Asia

Koreas restart operations at Kaesong industrial zone

  • 16 September 2013
  • From the section Asia

South Korean workers have returned to the Kaesong industrial park in North Korea, five months after work was halted amid high political tension.

Trucks and cars began crossing the border into North Korea at exactly 08:00 (23:00 GMT Sunday).

More than 800 South Koreans were due to cross to the jointly-run centre for what is being called a trial restart.

The zone, just inside North Korea, is home to 123 South Korean factories that employ more than 50,000 North Koreans.

It is the last functioning inter-Korean joint project and a key source of revenue for Pyongyang.

But the North withdrew all of its workers in April, as ties between the two Koreas deteriorated in the wake of Pyongyang's 12 February nuclear test.

Reopening the complex has taken months of negotiation.

Joint management

South Korea's Unification Ministry said a total of 820 managers and workers planned to cross into the complex on Monday, with 400 to stay there overnight.

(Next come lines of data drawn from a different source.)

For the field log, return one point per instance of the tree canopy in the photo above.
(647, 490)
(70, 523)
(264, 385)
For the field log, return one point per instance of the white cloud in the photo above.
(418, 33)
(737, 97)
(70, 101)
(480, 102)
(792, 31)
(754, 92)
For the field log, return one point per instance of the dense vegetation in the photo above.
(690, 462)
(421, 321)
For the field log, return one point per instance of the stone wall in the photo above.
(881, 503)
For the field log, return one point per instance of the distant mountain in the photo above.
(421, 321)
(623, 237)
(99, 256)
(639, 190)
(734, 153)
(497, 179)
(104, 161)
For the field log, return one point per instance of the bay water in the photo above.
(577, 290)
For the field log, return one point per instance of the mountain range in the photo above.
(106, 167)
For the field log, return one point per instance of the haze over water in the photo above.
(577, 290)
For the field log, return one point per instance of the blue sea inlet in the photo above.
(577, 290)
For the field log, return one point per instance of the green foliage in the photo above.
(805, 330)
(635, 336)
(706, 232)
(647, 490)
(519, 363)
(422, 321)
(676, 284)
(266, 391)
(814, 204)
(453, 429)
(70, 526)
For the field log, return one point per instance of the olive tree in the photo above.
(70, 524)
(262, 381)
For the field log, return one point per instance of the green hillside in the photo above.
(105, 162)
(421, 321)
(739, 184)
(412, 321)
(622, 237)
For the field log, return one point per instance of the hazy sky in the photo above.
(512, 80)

They will be inspecting production facilities to assess how quickly a full restart can be implemented after five months of inactivity.

The restart is being described as a trial but more than half of the South Korean companies had asked North Korean employees to report for work, the ministry said.

Negotiations on resuming operations at the complex faltered for weeks on South Korea's insistence that safeguards must be in place to prevent any future unilateral shut-down of the site by North Korea.

But the two sides have now set up a joint management committee to run operations at Kaesong, which last week set a restart date for the complex.

The committee has also reached agreement on smoother access to the site for South Koreans by expanding permitted border crossing times and is negotiating about improving communications there.

The Koreas have also agreed to open the site to foreign investors - a move seen as making it harder for North Korea to unilaterally close the complex again.

South Korean firms will be exempt from taxes for the rest of the year, to offset losses incurred while the complex was closed.

But some local businessmen remain worried about the risks of doing business with Pyongyang.

"Honestly, I still feel a bit nervous, because you never know whether the North will change its mind in the future," a textile company manager told the French news agency AFP. "Who knows if a crisis like this won't happen again?" he said.

The shutdown was the first for the Kaesong complex since it was opened more than a decade ago.

It came during a period of very high tension on the Korean peninsula.

The 12 February nuclear test led to expanded UN sanctions which, along with an annual US-South Korean joint military drill, angered Pyongyang.

It threatened attacks on multiple targets in the region, prompting warnings - and displays of high-tech military hardware - from the US.

Tensions have eased somewhat in recent weeks, however.

The two Koreas have also recently agreed to hold the first reunion of families separated by the division of the peninsula after the 1950-53 Korean War later this month. It will be the first such reunion in 10 years.